Wynn is apparently a draper who lives up the line at Bloxwich. He has a son who goes to school at Walsall with Brookes’s boy. They meet on the train each morning and usually return together. A while ago—the ironmonger does not specify how long—Wynn’s son and young Fred were accused of breaking a carriage window. Both swore it was the work of a boy called Speck, and eventually the railway officials decided not to press charges. This happened a few weeks before the first letter arrived. Perhaps there was some connection. Perhaps not.
The Vicar now understands Brookes’s lack of zeal in the matter. No, the ironmonger does not know who Speck is. No, Mr. Wynn hasn’t received any letters himself. No, Wynn’s boy and Brookes’s boy are not friends with George. This last is hardly a surprise.
Shapurji describes the exchange to George before supper, and pronounces himself encouraged.
“Why are you encouraged, Father?”
“The more people involved, the more likely the scoundrel is to be discovered. The more people he persecutes, the more probable it is he will make a mistake. Do you know of this boy called Speck?”
“Speck? No.” George shakes his head.
“And I am also encouraged in one respect by the persecution of the Brookes family. This proves it is not merely race prejudice.”
“Is that a good thing, Father? To be hated for more than one reason?”
Shapurji smiles to himself. These flashes of intelligence, coming from a docile boy who is often too much turned in on himself, always delight him.
“I will say it again, you will make a fine solicitor, George.” But even as he pronounces the words, he is reminded of a line from one of the letters he has not shown his son. “Before the end of the year your kid will be either in the graveyard or disgraced for life.”
“George,” he says. “There is a date I wish you to remember. The 6th of July 1892. Just two years ago. On that day Mr. Dadabhoy Naoroji was elected to Parliament for the Finsbury Central district of London.”
“Yes, Father.”
“Mr. Naoroji was for many years Professor of Gujerati at University College London. I was briefly in correspondence with him, and am proud to say that he had words of praise for my
Grammar of the Gujerati Language.
”
“Yes, Father.” George has seen the Professor’s letter brought out on more than one occasion.
“His election was an honourable conclusion to a most dishonourable time. The Prime Minister, Lord Salisbury, said that black men should not and would not be elected to Parliament. He was rebuked for it by the Queen herself. And then the voters of Finsbury Central, only four years later, decided that they agreed with Queen Victoria and not with Lord Salisbury.”
“But I am not a Parsee, Father.” In George’s head the words come back: the centre of England, the beating heart of the British Empire, the flowing bloodline that is the Church of England. He is English, he is a student of the laws of England, and one day, God willing, he will marry according to the rites and ceremonies of the Church of England.
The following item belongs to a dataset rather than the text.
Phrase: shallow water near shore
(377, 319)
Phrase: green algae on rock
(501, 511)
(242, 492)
This is what his parents have taught him from the beginning.
“George, this is true enough. You are an Englishman. But others may not always entirely agree. And where we are living—”
“The centre of England,” George responds, as if in bedroom catechism.
“The centre of England, yes, where we find ourselves, and where I have ministered for nearly twenty years, the centre of England—despite all God’s creatures being equally blessed—is still a little primitive, George. And you will furthermore find primitive people where you least expect them. They exist in ranks of society where better might be anticipated. But if Mr. Naoroji can become a university professor and a Member of Parliament, then you, George, can and will become a solicitor and a respected member of society. And if unfair things happen, if even wicked things happen, then you should remember the date of the 6th of July 1892.”
George thinks about this for a while, and then repeats, quietly yet firmly, “But I am not a Parsee, Father. That is what you and Mother have taught me.”
“Remember the date, George, remember the date.”